Minimization, Closure Proofs, Regular Expressions




CS154

Chris Pollett

Feb. 13, 2013

Outline

State Minimization

Procedure for Equivalence

  1. Remove all inaccessible states. This can be done by checking for each state if there is a simple path from the start state to it.
  2. Consider all pairs `(p,q)` of states. If `p in F` but `q !in F` or vice versa, then mark the pair `(p,q)` distinguishable.
  3. Repeat until no previously unmarked pairs are marked:
    1. For all pairs `(p,q)` and all `a in Sigma`, compute `delta(p,a) = p_a` and `delta(q,a) = q_a`. If the pair `(p_a,q_a)` is marked as distinguishable, mark `(p,q)` as distinguishable. Idea: if in `p` `q` on the same letter you transition to distinguishable states then `p` and `q` must be distinguishable.

Procedure to Build Minimal Automaton

  1. Use procedure of last slide to generate state equivalence classes for original automata.
  2. For each equivalence class `[p] = {q | p~_I q}` create a new state.
  3. For each transition rule `delta(r,a)=s` of the original machine, add a transition `delta([r],a)=[s]`.
  4. The initial state of the new machine is `[q_0]` where `q_0` was the state of the machine we are trying to minimize.
  5. The final states of the new machine is the set `{[f] | f in F}`.
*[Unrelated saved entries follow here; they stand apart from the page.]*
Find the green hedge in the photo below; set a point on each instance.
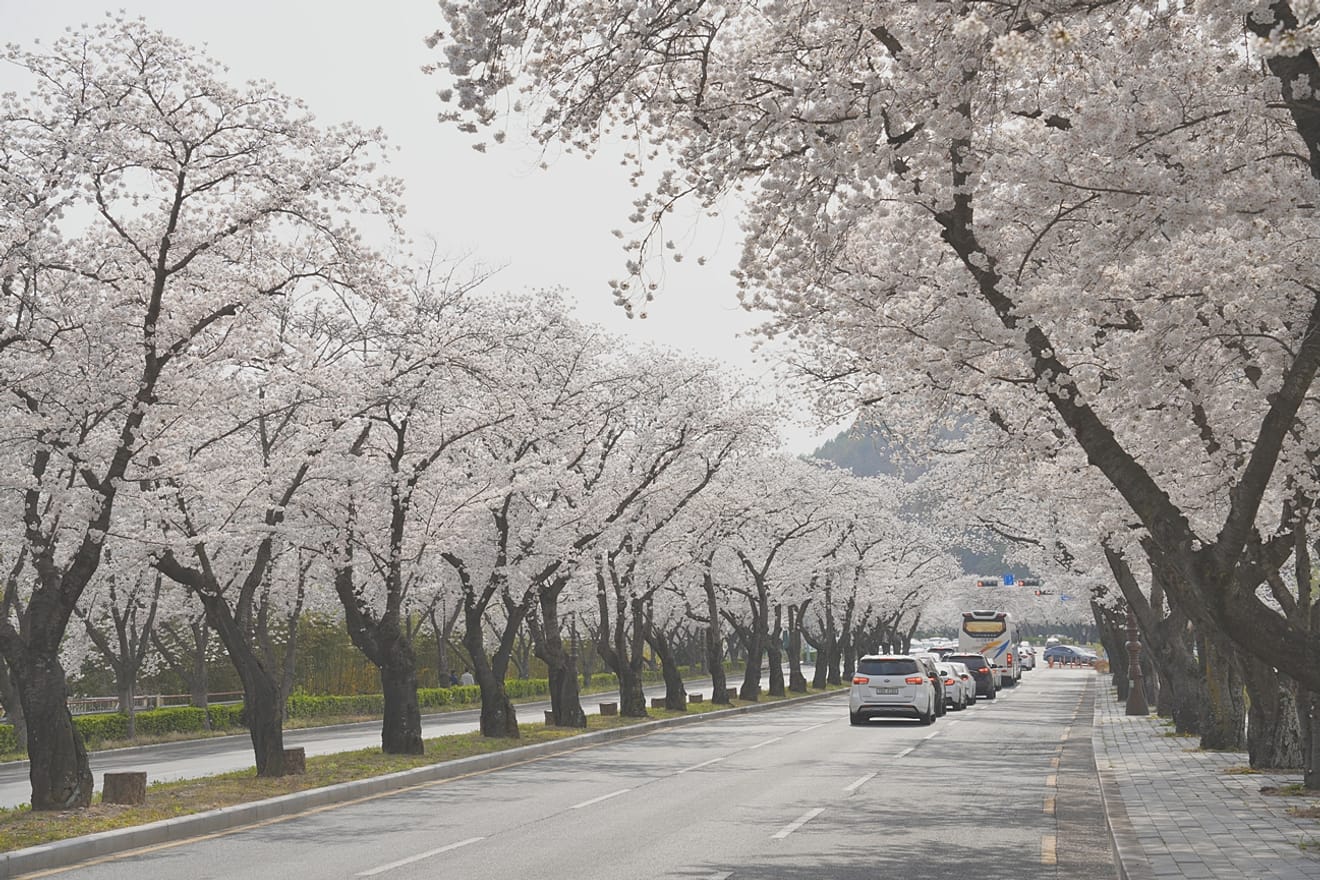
(186, 719)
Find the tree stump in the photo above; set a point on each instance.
(295, 761)
(124, 788)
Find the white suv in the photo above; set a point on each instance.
(890, 685)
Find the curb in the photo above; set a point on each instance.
(64, 854)
(1129, 854)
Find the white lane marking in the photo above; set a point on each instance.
(597, 800)
(796, 823)
(859, 783)
(417, 858)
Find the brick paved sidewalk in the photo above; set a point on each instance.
(1176, 813)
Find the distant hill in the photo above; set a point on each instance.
(867, 451)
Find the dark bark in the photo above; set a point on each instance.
(775, 653)
(12, 706)
(58, 768)
(796, 681)
(713, 641)
(1225, 707)
(675, 693)
(560, 664)
(186, 660)
(1273, 734)
(498, 714)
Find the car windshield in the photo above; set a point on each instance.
(887, 666)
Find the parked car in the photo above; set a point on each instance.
(981, 672)
(1069, 656)
(891, 685)
(956, 686)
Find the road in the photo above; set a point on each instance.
(1003, 789)
(192, 759)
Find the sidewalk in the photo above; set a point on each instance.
(1176, 813)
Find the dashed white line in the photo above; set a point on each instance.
(597, 800)
(796, 823)
(417, 858)
(859, 783)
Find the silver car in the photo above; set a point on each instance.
(890, 685)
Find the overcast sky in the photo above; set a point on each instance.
(354, 61)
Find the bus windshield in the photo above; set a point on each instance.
(984, 627)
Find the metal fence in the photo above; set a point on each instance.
(141, 702)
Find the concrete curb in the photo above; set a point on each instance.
(1129, 854)
(67, 852)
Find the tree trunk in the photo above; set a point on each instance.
(560, 665)
(498, 715)
(714, 644)
(750, 689)
(12, 706)
(796, 681)
(400, 731)
(1310, 709)
(127, 705)
(58, 768)
(1225, 707)
(1273, 735)
(675, 694)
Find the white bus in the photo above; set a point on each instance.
(993, 635)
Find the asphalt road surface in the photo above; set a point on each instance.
(1003, 789)
(193, 759)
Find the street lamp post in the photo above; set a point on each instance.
(1135, 686)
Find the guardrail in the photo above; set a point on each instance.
(141, 702)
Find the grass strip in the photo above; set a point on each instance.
(21, 827)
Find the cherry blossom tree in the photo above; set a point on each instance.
(148, 207)
(1002, 206)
The first procedure for minimizing finite automata was given in Huffman 1954 (J. Franklin Institute. Vol 257. Iss. 3-4).

Our procedure above probably runs in quadratic time, the best known algorithm is `O(n log n)` due to Hopcroft 1971.

Example

Indistinguishability and the Myhill-Nerode Theorem

Homework Problems (Sec1 and Sec2 - same problems)

Problem 3. Apply the Cartesian product construction to (i) and (j) of exercise 1.6 to obtain an automata recognizing the union of their languages.

Answer. The following is an automaton which recognizes strings every odd position is a 1 (solving i):

1.6i solution

And the following is an automaton which recognizes those string which have at least two 0's and at most one 1 (solving j):

1.6j solution

The machine coming from the Cartesian product construction where we consider only those states which are reachable from the start state is:

Solution to problem 3

Problem 4. Consider the variant of Exercise 1.38 where rather than being in the language occurs if every possible state that M could be in after reading input x is accepting, we instead only require more than half of the states be accepting. Prove that the resulting class also recognizes exactly the regular languages.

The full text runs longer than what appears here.